As a side note, one is amazed at the amount of energy used each day simply in pushing sodium ions out of the nerve cell. Remarkably, one third of all the calories one consumes in a day is used to pump sodium ions out of the nerve cells. This is amazing and makes us consider some of our lifestyles. How well will the nervous system function when there is not sufficient energy available to transmit the electrical signal? Is it any surprise that students do not do well academically when they arrive at school and have not had breakfast? Is a cup of coffee or a can of Mountain Dew sufficient in the morning? Can one work to his potential when he has not received proper nourishment for the past few hours? Do we send our children to school without breakfast, without the proper physical nourishment they need? Or, worse yet, do we send them off to school without family devotions, without the proper spiritual nourishment they need to battle sin and to live the life of covenant friendship with God? Without proper nourishment, systems within the body cannot function properly, and the body suffers. How necessary is the daily physical nourishment! The same is so true of spiritual nourishment. Without regular spiritual nourishment we slowly weaken and die. May God cause us to see the need for daily spiritual nourishment!
The Wondrous Works of God
“I meditate on all thy works; I muse on the work of thy hands” (Ps. 143:5).
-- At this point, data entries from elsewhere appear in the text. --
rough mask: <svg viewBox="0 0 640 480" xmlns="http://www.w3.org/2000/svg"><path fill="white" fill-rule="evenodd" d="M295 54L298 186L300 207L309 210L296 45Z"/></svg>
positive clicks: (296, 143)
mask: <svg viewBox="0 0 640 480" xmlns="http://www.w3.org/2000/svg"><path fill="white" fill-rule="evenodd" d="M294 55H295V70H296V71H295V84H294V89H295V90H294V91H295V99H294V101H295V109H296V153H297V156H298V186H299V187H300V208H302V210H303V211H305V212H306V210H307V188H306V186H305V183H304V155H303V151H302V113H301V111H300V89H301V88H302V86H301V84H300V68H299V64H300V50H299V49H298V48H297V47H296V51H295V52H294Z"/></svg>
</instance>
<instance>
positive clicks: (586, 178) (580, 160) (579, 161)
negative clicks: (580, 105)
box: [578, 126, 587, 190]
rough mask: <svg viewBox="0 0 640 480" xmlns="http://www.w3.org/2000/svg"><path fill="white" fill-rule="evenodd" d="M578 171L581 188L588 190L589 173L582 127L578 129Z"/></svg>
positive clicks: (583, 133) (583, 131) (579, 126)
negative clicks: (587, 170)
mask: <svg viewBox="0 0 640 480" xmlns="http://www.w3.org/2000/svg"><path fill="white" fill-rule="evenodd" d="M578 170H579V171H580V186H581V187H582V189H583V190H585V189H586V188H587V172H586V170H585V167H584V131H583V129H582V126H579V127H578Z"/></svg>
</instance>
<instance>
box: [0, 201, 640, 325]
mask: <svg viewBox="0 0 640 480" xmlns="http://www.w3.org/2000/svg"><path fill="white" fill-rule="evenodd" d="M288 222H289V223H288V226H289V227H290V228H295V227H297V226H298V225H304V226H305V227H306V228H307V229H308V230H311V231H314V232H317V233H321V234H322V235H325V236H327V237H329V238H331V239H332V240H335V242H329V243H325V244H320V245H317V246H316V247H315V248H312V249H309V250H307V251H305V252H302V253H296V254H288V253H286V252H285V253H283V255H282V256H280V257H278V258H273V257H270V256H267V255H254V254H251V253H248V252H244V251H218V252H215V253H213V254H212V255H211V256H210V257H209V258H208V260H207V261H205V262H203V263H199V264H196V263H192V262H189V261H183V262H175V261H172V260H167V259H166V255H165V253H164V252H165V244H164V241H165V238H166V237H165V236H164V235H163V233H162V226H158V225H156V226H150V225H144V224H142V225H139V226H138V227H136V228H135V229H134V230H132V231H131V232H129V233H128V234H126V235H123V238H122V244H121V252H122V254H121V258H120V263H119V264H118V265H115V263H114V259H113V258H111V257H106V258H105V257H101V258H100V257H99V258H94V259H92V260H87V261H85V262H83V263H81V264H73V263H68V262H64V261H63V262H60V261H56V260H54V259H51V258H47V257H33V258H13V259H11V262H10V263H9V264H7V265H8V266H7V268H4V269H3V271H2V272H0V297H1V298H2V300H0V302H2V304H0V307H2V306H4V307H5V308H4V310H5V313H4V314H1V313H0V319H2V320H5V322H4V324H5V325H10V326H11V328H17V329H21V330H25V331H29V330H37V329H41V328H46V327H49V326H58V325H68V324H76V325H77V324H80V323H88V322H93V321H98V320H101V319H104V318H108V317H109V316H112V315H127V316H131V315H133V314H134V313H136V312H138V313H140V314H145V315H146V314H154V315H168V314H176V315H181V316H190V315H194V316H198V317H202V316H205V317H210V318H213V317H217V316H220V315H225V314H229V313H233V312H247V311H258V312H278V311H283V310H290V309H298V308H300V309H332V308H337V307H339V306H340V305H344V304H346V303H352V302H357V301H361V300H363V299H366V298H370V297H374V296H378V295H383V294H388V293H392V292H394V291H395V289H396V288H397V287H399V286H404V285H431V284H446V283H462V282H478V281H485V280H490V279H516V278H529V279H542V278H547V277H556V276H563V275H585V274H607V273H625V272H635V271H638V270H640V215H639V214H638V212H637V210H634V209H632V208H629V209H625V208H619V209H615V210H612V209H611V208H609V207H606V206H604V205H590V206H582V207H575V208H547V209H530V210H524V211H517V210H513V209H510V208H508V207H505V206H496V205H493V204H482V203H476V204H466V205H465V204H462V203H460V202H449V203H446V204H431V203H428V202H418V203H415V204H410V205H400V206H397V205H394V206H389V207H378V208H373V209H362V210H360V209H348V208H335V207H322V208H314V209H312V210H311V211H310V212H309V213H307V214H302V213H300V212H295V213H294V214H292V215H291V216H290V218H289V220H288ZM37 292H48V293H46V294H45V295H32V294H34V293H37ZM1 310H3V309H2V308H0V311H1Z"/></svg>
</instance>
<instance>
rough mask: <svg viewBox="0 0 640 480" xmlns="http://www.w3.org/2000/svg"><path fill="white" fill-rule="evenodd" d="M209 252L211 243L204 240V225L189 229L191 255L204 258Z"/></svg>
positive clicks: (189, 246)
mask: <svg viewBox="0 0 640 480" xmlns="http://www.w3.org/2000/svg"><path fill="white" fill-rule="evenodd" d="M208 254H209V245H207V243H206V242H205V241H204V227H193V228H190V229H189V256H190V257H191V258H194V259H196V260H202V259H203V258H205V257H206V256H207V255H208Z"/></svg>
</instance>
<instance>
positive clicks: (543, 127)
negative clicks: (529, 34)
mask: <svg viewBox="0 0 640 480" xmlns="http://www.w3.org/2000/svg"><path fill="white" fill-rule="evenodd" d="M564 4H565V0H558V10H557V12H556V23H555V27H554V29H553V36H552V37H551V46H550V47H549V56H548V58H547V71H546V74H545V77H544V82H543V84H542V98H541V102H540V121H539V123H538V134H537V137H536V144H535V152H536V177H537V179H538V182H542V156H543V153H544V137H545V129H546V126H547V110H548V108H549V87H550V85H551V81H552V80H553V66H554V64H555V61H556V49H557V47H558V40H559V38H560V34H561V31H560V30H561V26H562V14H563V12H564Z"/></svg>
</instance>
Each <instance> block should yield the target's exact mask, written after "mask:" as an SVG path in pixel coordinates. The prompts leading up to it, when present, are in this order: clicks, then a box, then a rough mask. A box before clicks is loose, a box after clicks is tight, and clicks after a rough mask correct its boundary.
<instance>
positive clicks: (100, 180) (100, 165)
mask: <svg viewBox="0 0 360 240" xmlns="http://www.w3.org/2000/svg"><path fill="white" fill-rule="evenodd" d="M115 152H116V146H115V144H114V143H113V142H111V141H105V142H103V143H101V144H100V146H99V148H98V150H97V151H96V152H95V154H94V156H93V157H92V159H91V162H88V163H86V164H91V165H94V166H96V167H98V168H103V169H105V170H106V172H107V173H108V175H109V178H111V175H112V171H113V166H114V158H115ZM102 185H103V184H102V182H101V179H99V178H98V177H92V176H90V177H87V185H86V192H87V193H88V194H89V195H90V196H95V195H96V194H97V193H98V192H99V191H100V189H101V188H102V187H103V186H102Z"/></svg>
We take up our daily routines oblivious to the fact that every moment of the day multitudes of tiny electrical signals are being issued and received by the brain and sent throughout the body in order for us to do the simplest of tasks. It is God who continues to maintain and guide every aspect of the workings of our body. God governs the very movement of the chemicals involved in the electrical signals that are issued and received by the cells of our bodies. No single cell, no single molecule, moves or has its being apart from the will and word of God. God is sovereign. He governs and directs these things, uniting them in a God-ordained purpose to contribute to the whole of the body. When we consider all the many parts working together and the intricate detail in which the body is woven together, we are awed by the clear evidence of our Creator and what a wondrous work He has fashioned. What a marvel our bodies are! May we be reminded of another Body, a multitude of members, sovereignly united in Christ its Head to give glory, honor, and adoration to the triune God. Our bodies are a true gift, both in their earthly intricacy and complexity, and for the spiritual picture they afford us! What wondrous things God has done. O Lord, our Lord, how excellent is thy name in all the earth!